Don’t let these topics ‘fade away’
I only just had the opportunity to watch German-Turkish director Fatih Akın’s film “In the Fade.” From Akın’s perspective, the film is a giant success, winning the 2018 Golden Globe for Best Foreign Language Film. As for its leading actor Diane Kruger, she took home the award for Best Actress at Cannes 2017, which she had long deserved.
For Germany, it was exciting as “In the Fade” was one of the nine foreign-language features picked to the Oscar short list of this year. But the real story is that the film is very important when looked from the perspective of everyone living in Europe, as it touches on the danger of racism and xenophobia. The film was awarded and reached a wide audience, eventually leading hate crimes to be talked about more widely, which even by itself deserves applause.
As shown in the film, neo-Nazis are becoming well-organized in countries from Germany to Greece, sometimes in legal political parties and often carrying out acts of violence. I hope that “faded” crimes, just like the name of the film, are able to be brought back to the fore and be discussed with such films.
As you know, a person of Middle Eastern origin is often a suspect in Europe in criminal cases.
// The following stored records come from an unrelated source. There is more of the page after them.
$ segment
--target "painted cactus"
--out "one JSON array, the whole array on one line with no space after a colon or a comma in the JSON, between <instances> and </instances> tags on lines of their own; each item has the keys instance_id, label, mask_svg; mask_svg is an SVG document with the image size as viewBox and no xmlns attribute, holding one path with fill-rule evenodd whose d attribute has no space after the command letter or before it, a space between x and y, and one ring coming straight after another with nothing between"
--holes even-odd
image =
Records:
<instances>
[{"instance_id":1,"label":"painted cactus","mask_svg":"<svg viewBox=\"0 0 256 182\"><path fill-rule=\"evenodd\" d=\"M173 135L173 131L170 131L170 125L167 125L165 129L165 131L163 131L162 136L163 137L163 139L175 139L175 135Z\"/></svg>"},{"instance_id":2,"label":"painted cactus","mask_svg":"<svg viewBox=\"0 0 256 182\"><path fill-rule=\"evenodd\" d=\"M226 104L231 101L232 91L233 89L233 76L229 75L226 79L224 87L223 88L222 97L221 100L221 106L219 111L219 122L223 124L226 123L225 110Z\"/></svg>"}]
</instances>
And when something bad happens to a “foreigner,” the general trend in the West is not to suspect a white European or to think of the possibility it was a hate crime. On the contrary, stories about the foreigner’s own environment and their own “criminal potential” (often referring to “internal feuds”) are dwelled upon. “In the Fade” shows that process taking place.
In the film, the police think Nuri Şekerci, the husband of the character played by Diane Kruger, has been killed in connection to his previous background of drug selling. The possibility of a neo-Nazi murder is confirmed only thanks to the persistence of Katja, played by Kruger.
Akın has said himself that “Katja reflects my own fears and anger.” Indeed, Akın’s name, along with many other politicians and artists, reportedly appeared on a neo-Nazi death list a couple of years before the film was made.
I certainly recommend that you watch the film, which has already prompted many questions and debates.
Usually I don’t understand football, don’t follow it, and don’t get excited about it. But recently I was exposed to the Portugal vs. Spain match in the World Cup. And thank God I was!
Ronaldo scored an angular, spinning goal for Portugal that even I, who have no idea whatsoever about football, had to appreciate!
Since that game I have watched others in the tournament, and this marks a big change of lifestyle for me!
Unfortunately, in these matches I have not been able to recapture the excitement of that Spain-Portugal game. Once again I find myself going cold on football. After all, it is the kind of sport where you have to sit around for 90 minutes just to see two goals.
Until the World Cup final, I will not likely show much of an interest in football. The summer holiday season has arrived to distract us, and of course the June 24 snap presidential and parliamentary elections on the way.
Still, finally I have a football memory to speak of in the coming years, a goal to describe. So thanks to Ronaldo for getting me interested in football again, even if only for a short period of time.